Getting extended ascii (chars > 127) to work in Linux
I have an application where the client is written in Visual Studio (C#), run on PCs, and the server end has traditionally been SCO. We're now migrating to Linux. I can, for example, input "Test Ñ This" in a text box on the client, and when the server end is SCO, it is able to 'accept' the Ñ character sent to it from the client. When I try this same example on Linux, that Ñ character (hex D1) does not 'make it' from the client to the server. (Please forgive my layman's language).

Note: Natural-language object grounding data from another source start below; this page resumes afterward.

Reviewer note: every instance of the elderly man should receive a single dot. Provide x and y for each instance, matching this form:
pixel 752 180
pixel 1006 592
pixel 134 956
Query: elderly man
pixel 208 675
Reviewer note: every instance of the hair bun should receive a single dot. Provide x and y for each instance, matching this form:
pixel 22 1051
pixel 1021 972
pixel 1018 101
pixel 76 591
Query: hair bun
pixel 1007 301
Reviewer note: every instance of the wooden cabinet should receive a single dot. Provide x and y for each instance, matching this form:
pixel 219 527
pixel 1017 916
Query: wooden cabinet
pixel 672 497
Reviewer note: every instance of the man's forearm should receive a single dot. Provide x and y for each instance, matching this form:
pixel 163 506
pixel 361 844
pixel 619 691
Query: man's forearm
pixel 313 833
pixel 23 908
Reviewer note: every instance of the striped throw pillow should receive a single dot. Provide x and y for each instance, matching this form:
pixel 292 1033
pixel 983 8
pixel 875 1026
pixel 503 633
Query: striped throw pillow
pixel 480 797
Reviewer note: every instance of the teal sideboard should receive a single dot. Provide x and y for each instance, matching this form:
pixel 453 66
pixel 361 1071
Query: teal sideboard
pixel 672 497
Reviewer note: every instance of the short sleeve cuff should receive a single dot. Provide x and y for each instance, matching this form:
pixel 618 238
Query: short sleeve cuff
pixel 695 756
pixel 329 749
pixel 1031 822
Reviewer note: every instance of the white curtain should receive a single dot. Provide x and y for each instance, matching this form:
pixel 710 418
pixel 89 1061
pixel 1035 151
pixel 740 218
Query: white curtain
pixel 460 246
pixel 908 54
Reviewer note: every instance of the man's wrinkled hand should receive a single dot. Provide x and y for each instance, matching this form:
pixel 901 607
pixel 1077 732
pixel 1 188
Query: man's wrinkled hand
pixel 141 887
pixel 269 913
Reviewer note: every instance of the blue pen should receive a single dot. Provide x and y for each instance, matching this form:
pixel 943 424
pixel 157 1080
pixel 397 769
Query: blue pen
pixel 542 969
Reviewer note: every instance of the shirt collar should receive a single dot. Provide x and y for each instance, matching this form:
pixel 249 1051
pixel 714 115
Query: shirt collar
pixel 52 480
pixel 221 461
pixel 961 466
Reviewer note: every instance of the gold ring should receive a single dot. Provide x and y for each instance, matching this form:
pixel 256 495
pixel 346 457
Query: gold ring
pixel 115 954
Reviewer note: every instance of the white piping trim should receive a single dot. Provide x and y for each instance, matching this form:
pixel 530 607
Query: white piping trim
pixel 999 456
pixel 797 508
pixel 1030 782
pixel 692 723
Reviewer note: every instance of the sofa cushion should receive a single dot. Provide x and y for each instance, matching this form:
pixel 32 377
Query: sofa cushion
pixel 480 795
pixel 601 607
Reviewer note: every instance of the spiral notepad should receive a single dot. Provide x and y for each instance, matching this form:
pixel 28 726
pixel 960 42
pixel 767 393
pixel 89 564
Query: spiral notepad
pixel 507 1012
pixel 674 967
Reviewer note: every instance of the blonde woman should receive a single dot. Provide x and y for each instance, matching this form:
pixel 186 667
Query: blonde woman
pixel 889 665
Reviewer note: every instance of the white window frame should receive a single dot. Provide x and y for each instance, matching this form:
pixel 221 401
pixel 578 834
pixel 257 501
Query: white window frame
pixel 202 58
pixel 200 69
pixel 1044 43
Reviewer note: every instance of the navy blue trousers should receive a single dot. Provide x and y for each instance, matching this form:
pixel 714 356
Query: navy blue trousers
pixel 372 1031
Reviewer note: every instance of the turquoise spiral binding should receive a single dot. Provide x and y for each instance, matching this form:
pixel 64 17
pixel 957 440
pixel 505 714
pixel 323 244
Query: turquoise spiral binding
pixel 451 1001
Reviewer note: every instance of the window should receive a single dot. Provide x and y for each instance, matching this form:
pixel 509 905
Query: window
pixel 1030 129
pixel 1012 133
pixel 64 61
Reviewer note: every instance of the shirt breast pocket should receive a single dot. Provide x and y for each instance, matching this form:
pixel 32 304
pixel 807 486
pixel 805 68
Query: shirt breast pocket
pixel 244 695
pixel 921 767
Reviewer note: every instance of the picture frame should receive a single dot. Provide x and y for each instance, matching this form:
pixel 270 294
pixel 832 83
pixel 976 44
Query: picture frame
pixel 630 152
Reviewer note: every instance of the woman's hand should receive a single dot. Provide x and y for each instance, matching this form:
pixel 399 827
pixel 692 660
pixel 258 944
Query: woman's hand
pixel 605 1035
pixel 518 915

The problem is not on the client, and I have verified that the telnet connection is in fact passing these extended characters, but they are not recognized properly by the Linux server. In researching this, I've played with setting the LANG environmental variable from LANG=en_US.UTF-8 to several of the other possible values found in /usr/lib/locale, for a european locale (the end user is actually in Spain), and these 'euro' characters are still not handled properly in my application. Would anyone be able to point me to any specific env variable settings, and/or anything else that would resolve this issue? |
That sounds like you don't have a Unicode locale turned on system-wide.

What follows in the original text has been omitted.